Capítulo 6 - Viaduto Dom Pedro I

Viaduto no bairro Praia de Belas celebra o imperador na Capital

Viaduto no bairro Praia de Belas celebra o imperador na Capital

LUIZA PRADO/JC
Pedro de Alcântara Francisco António João Carlos Xavier de Paula Miguel Rafael Joaquim José Gonzaga Pascoal Cipriano Serafim. Ou, simplesmente, Dom Pedro I.
Em Porto Alegre, ele é nome de escola, de condomínio e de um famoso e importante viaduto na avenida Borges de Medeiros, região central da cidade.
Figura mais conhecida, aclamada e transformada em mito da história brasileira, o príncipe português que declarou a separação do Brasil de sua terra natal é uma figura única.
Em sua curta vida – morreu em 24 de setembro de 1834, aos 35 anos de idade – foi herói e também foi vilão. Foi um homem apaixonado e atencioso, e também um marido adúltero inveterado.
Foi príncipe de Portugal, imperador do Brasil, e rei de Portugal. Nessa ordem.
Pedro viveu pouco (não tão pouco para a época, pensando que a expectativa de vida no século 19 não chegava aos 40 anos), mas intensamente.
O menino príncipe tinha apenas nove anos de idade quando se viu obrigado, junto com toda a sua família, a fugir de seu país que estava sendo invadido pelo temido e poderoso imperador francês napoleão Bonaparte, em novembro de 1807.
Pedro foi o quarto filho do rei de Portugal, Dom João VI com a rainha Carlota Joaquina. Quis o destino que tivesse nascido em 1798, em um dia 12 de outubro, data que viraria feriado no Brasil, mas não por sua causa.
A vida foi, ao mesmo tempo, gentil e trágica para Pedro. O destino reservava para aquele garoto nascido em Queluz, cidade do distrito de Lisboa, ser monarca em dois países, um de cada lado do oceano.
Pedro não seria imperador nem rei se seu irmão mais velho D. Antônio, o primeiro filho homem de D. João VI, não viesse a morrer aos seis anos de idade. Se a tragédia não tivesse se abatido sobre os Bragança em junho de 1801, tudo poderia ter sido diferente.
O primeiro imperador do Brasil – e do Novo Mundo – chegou criança em terras tupiniquins e aqui passou sua adolescência e a maior parte de sua juventude. Sabe-se que Pedro foi uma criança levada, agitada, pouco polida para um príncipe. Já na adolescência se manifestou o mal que iria lhe acompanhar por toda a vida: a epilepsia. Não raros foram os ataques em público do príncipe, um deles, inclusive, logo no desembarque de sua futura esposa, imperatriz Leopoldina.

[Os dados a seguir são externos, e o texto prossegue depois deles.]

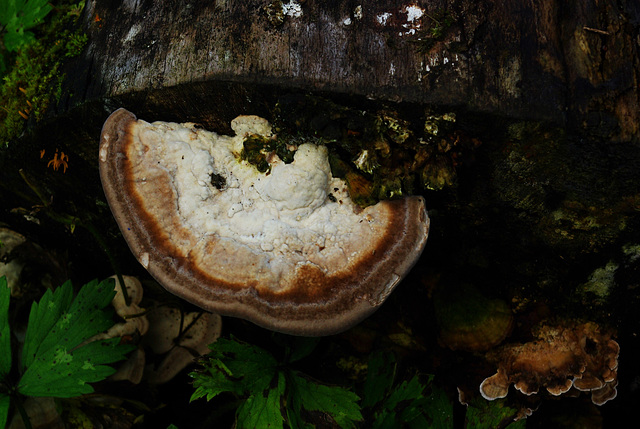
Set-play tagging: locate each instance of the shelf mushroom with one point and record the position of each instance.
(285, 248)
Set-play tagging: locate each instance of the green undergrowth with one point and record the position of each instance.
(58, 358)
(270, 393)
(31, 61)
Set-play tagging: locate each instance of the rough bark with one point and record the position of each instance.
(562, 61)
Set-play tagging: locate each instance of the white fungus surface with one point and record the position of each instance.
(286, 213)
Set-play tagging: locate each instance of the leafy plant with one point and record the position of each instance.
(415, 403)
(58, 358)
(271, 393)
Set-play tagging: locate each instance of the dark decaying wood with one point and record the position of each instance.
(570, 62)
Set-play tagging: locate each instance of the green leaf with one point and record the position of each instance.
(483, 414)
(42, 318)
(262, 410)
(339, 403)
(58, 359)
(234, 366)
(436, 408)
(381, 372)
(5, 332)
(4, 409)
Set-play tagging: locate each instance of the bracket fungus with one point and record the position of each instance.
(574, 355)
(285, 248)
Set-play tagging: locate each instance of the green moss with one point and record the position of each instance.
(34, 77)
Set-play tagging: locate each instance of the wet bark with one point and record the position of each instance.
(549, 88)
(572, 63)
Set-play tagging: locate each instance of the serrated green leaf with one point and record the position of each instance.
(381, 372)
(406, 405)
(60, 362)
(5, 332)
(43, 317)
(262, 410)
(338, 402)
(5, 402)
(406, 392)
(436, 408)
(234, 366)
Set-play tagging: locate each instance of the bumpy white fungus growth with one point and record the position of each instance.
(286, 249)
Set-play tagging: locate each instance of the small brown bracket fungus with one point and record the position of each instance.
(286, 249)
(574, 355)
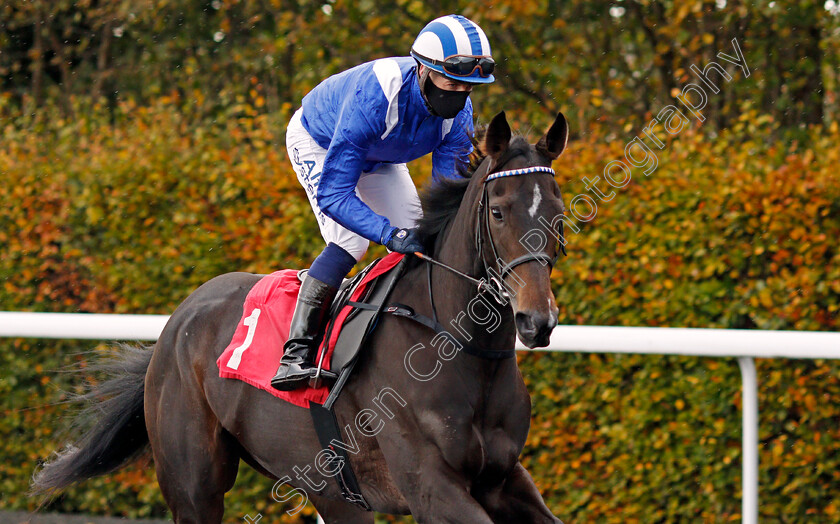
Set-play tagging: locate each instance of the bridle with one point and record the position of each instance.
(496, 275)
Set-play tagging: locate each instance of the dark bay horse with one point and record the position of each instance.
(431, 431)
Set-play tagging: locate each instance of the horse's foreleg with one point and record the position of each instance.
(436, 493)
(516, 500)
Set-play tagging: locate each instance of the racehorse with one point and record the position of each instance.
(438, 433)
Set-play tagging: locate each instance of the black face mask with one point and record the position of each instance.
(443, 103)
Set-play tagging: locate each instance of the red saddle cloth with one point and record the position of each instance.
(257, 345)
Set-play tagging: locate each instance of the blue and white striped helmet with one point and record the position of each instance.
(457, 48)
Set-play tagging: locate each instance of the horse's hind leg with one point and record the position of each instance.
(196, 460)
(340, 512)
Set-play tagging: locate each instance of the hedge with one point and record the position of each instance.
(128, 212)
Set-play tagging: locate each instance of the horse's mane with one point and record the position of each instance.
(442, 198)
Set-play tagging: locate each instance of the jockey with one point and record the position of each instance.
(349, 144)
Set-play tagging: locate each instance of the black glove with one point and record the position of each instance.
(404, 241)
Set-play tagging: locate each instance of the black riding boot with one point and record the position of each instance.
(305, 332)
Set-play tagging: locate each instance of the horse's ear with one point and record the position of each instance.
(497, 138)
(554, 142)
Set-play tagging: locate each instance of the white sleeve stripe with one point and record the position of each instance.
(388, 73)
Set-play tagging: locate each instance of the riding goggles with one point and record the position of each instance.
(464, 65)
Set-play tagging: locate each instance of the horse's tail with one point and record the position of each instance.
(112, 424)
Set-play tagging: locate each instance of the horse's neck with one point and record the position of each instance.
(452, 294)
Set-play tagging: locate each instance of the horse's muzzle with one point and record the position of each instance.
(534, 327)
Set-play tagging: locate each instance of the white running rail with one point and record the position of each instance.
(745, 345)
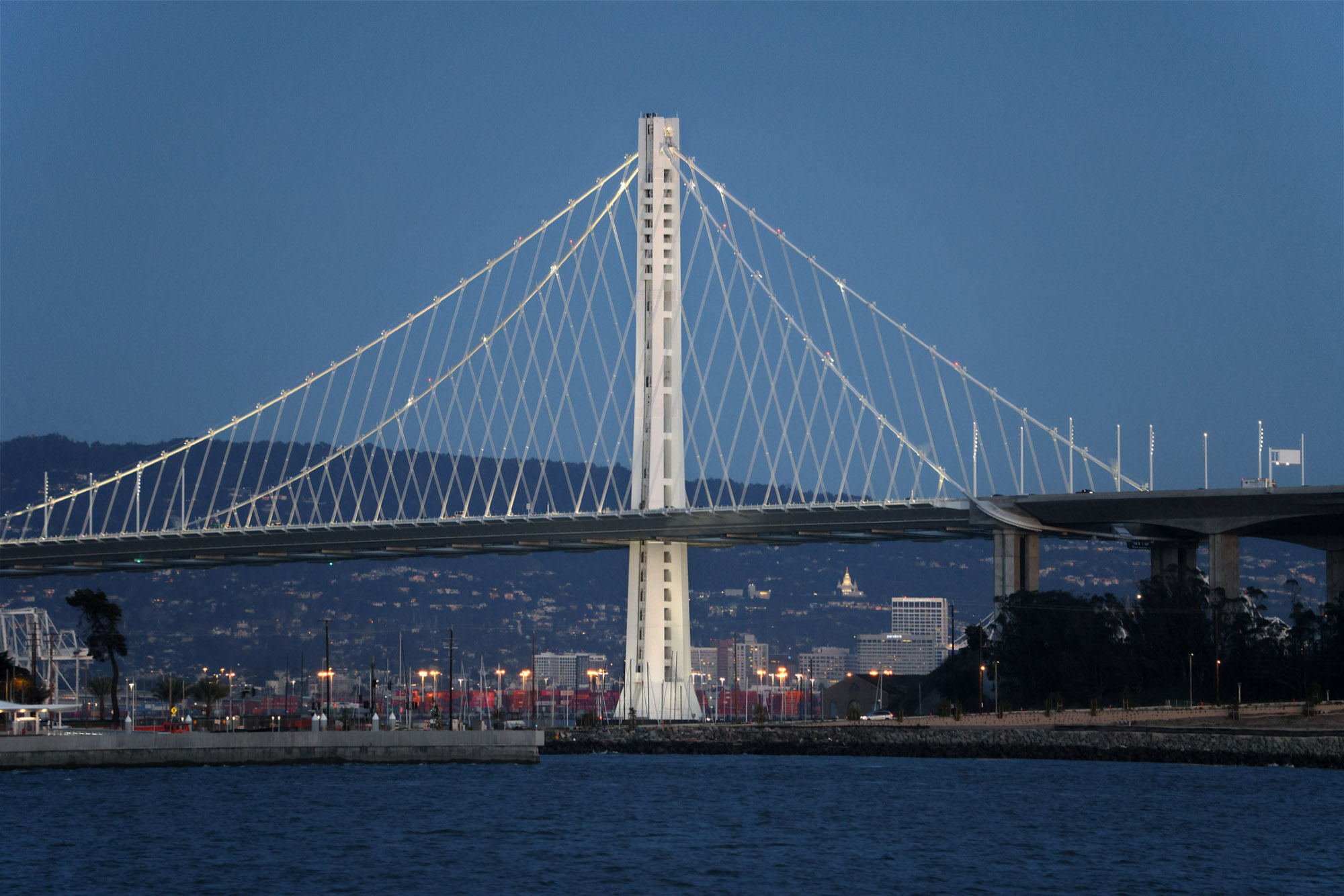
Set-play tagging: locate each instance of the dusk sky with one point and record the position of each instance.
(1124, 213)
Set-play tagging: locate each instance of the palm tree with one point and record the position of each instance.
(101, 687)
(208, 691)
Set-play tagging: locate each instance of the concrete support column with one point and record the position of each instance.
(1225, 565)
(1017, 562)
(1183, 555)
(1334, 576)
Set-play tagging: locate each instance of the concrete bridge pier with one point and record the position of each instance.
(1017, 562)
(1183, 555)
(1225, 565)
(1334, 576)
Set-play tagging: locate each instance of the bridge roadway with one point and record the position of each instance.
(1173, 525)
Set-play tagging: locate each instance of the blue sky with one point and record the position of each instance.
(1124, 213)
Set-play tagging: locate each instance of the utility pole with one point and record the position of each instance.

O mito desfeito com a República

Proclamação da República foi crucial para a desmitificação de Dom Pedro I

Proclamação da República foi crucial para a desmitificação de Dom Pedro I

Benedito Calixto/Reprodução/JC
Em praticamente todos os países do mundo, a figura responsável diretamente pela libertação do colonizador se torna um mito, um herói permanentemente presente na cultura e no imaginário da população, tendo sua imagem reproduzida em estátuas, bustos, efígies, pinturas e na moeda nacional. Nos Estados Unidos, por exemplo, George Washington, Thomas Jefferson, Benjamin Franklin, entre outros líderes da independência tem seus rostos estampados em notas de dólar. Na Argentina, San Martín está na nota de cinco pesos. Na Venezuela, Bolívar está em todas as notas.
No Brasil isso não acontece. Dom Pedro I não está em nenhuma nota de real. Estátuas do primeiro imperador também não são comuns nas grandes metrópoles do País. Um libertador senão esquecido, colocado à margem.
Mas, por que isso ocorreu?
O professor de História da Universidade Federal do Rio Grande do Sul (Ufrgs) Luís Alberto Grijó, aponta o que seria uma das razões da desmitificação de Dom Pedro I no Brasil.
Conforme o acadêmico, os processos de heroicização ocorrem no decorrer da construção dos estados nacionais. Tanto no caso norte-americano quanto nos casos da América espanhola, os países se tornaram independentes em forma de república, diferentemente do Brasil, que, por 67 anos foi uma monarquia comandada por descendentes dos reis e rainhas do pais colonizador.
No caso brasileiro, a mudança do regime ocorrida em 1889 – de monarquia para república – foi fundamental para que Dom Pedro I fosse, paulatinamente, perdendo espaço na narrativa histórica. “Quando temos a proclamação da república, o império é representado pela como um atraso, como o velho, como o antigo, e, naquele processo, podiam, inclusive, encontrar novos heróis. Eles acabam rejeitando os imperadores. Não podiam botar o Dom Pedro II como herói, pois destronaram ele. O Dom Pedro I era pai do segundo. Ficou aqui algum tempinho e depois voltou para Portugal para ser rei”, observa Grijó.
Na visão do professor da Ufrgs, portanto, a construção dos heróis da pátria está intrinsecamente associada à forma como os regimes constroem a sua representação histórica e o nascimento do estado nacional.
Ainda sobre o assunto, Grijó cita o trabalho do historiador José Murilo de Carvalho, autor do livro “A Formação das Almas – o imaginário da República no Brasil”. Carvalho aponta que o movimento militar que derrubou Dom Pedro II temia uma reação popular em defesa do monarca e, assim, precisava associar o golpe de estado com uma figura heroica. O nome escolhido foi o de Joaquim José da Silva Xavier, o Tiradentes. A própria forma como o alferes mineiro morto quase um século antes passou a ser retratado aponta para isso: um indivíduo magro, alto de longos cabelos e barba, à semelhança de Jesus.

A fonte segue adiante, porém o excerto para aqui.